- Born: Timothy L. Dove
- Education: Jesuit College Preparatory School of Dallas (1975)
- Alma mater: Massachusetts Institute of Technology (BS) University of Chicago (MBA)
- Known for: Former CEO of Pioneer Natural Resources

= Timothy Dove =

Timothy L. Dove (born 1956/57) is the former chief executive officer of Pioneer Natural Resources.

==Early life and education==
In 1975, Dove graduated from the Jesuit College Preparatory School of Dallas, where he was the valedictorian.

In 1979, Dove received a bachelor's degree in mechanical engineering from Massachusetts Institute of Technology. In 1981, he received a Master of Business Administration from the University of Chicago.

==Career==
Early in his career, Dove worked for Diamond Shamrock and Maxus Energy. He then joined Parker & Parsley first as vice president of business development and then as senior vice president.

In 1997, Parker & Parsley merged with MESA Inc. to form Pioneer, which Dove joined as vice president of business development.

In May 2016, Scott D. Sheffield, the CEO and chairman of Pioneer, retired and was succeeded by Dove.

In February 2019, Dove retired.

==Personal life==
Dove serves on the board of trustees of the Jesuit Dallas Foundation and the MIT Corporate Development Committee.

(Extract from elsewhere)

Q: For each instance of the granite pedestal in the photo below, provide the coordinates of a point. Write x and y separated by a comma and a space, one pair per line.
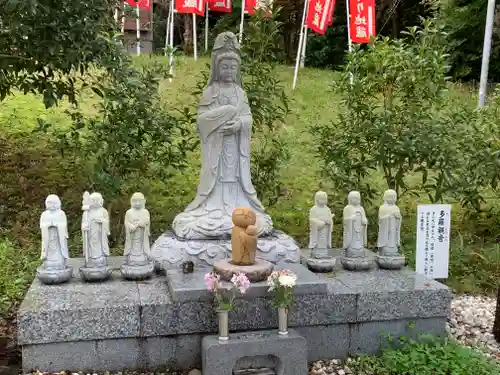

He has previous served on the Dream Dallas Advisory Council for Habitat for Humanity, as trustee for the KidLinks Foundation, as chairman for the Dallas Wildcat Committee, and as president of the Dallas Petroleum Club.

While in graduate school, Dove married Jenny Vilfordi. They have four children, including a son and 3 daughters, all of whom attended Catholic private school in Dallas.